L'histoire peut paraître classique, l'écriture de Khazanov aussi. Un petit pays qui vit dans le bonheur, beaucoup d'allégorie, des personnages au caractère fort, une fin presque heureuse... oui, tout cela peut sembler assez "banal" et pourtant, il n'en est rien. Khazanov parle de liberté et de bien plus encore. La liberté que l'on possède en posant des actes forts, celle qu'on nous accorde en raison de notre soi-disant utilité ou non-utilité (cette contrée miniature est épargnée en raison justement de son impuissance, tel un rocher connu qui ne ferait peur à personne) et puis la perte de tout repère réel, qui n'apparaît pas directement dans le récit mais prend peu à peu place lorsque le lecteur fait face à l'engouement suscité par le régime hitlérien. Engouement dû au symbolisme puissant qui s'en dégage, davantage qu'aux promesses, et qui perd subitement de sa superbe lorsque l'invasion hitlérienne prend concrètement forme sous les yeux des populations menacées. Fini de rêver, la réalité a repris le dessus et elle n'est pas belle.
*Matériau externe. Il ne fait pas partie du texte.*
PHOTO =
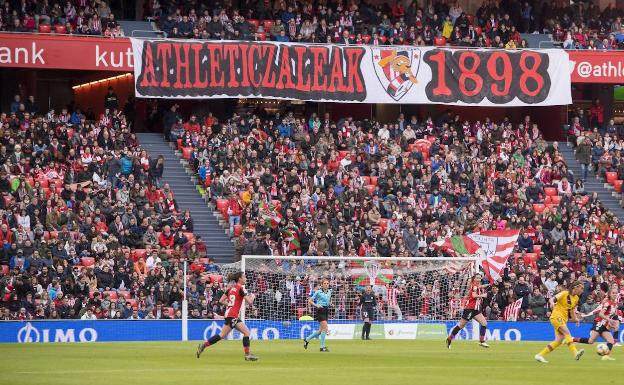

Sur ce point Boris Khazanov se joue du lecteur comme il se doit, en le conduisant à gauche et à droite, à l'aide de passages savoureux et pleins d'humour, de caricatures attendrissantes, de décors presque oniriques... tout cela ressemblerait presque à un conte de fée si justement, les faits racontés relevaient de l'imaginaire. Quand on même réaliré et fiction, tôt ou tard ça fait mal et c'est le cas ici. Khazanov l'a très bien compris.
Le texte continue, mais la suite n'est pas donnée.